Determination of respondent dated December 14, 1987, modified, on the law and the facts, the petition is granted to the extent of annulling the penalty and remanding the matter to the respondent for reconsideration, and except as thus modified, the determination is otherwise confirmed, without costs. Kupferman, J. P., concurs in a memorandum in which Kassal, J., concurs; Asch, J., concurs in a separate memorandum in which Kassal, J., likewise concurs; and Milonas and Smith, JJ., dissent in a memorandum by Milonas, J., all as follows: Kupferman, J. P. (concurring).

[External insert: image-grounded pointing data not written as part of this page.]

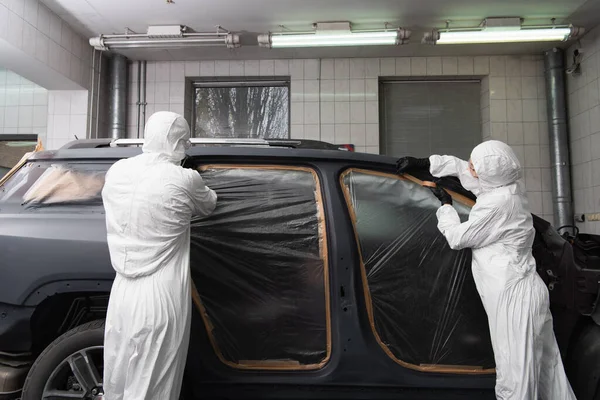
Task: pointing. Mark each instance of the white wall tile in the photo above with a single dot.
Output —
(311, 90)
(282, 67)
(297, 113)
(358, 112)
(297, 90)
(297, 69)
(403, 66)
(498, 111)
(357, 90)
(192, 68)
(372, 68)
(515, 133)
(388, 66)
(498, 88)
(434, 66)
(327, 69)
(222, 68)
(327, 113)
(357, 68)
(481, 65)
(418, 66)
(358, 135)
(311, 69)
(342, 90)
(267, 68)
(342, 133)
(312, 132)
(497, 66)
(342, 68)
(514, 110)
(176, 71)
(328, 133)
(342, 112)
(327, 90)
(449, 66)
(372, 112)
(311, 113)
(513, 66)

In reviewing the record, we find that there was substantial evidence to support the Commissioner’s determination that petitioner wrongfully possessed and ingested a quantity of a controlled substance to wit, marihuana (see, 300 Gramatan Ave. Assocs. v State Div. of Human Rights, 45 NY2d 176). The two Syva Emit-st drug detection system tests, known as EMIT tests, performed on petitioner’s urine samples were sufficiently accurate and reliable to provide a rational and substantial basis for the finding of petitioner’s guilt of the charges (Matter of Lahey v Kelly, 71 NY2d 135). Indeed, an additional test, known as the bonded phase TLC, further confirmed the positive results of the EMIT tests. Furthermore, the Department’s witness, a licensed supervisor of the Substance Abuse Services of the State of New York, was properly found by the Hearing Officer to be "sufficiently trained and expert” to testify, as an expert, on the substantive results of the drug tests (see, Pereira v Pereira, 35 NY2d 301, 307).
*183Finally, while petitioner’s misconduct is considered a violation, the penalty of dismissal for a seasoned veteran seems excessive (Matter of Pell v Board of Educ., 34 NY 222, 231), and we remand for imposition of a lesser penalty. (See, Rob Tess Rest. Corp. v New York State Liq. Auth., 49 NY2d 874, 876.)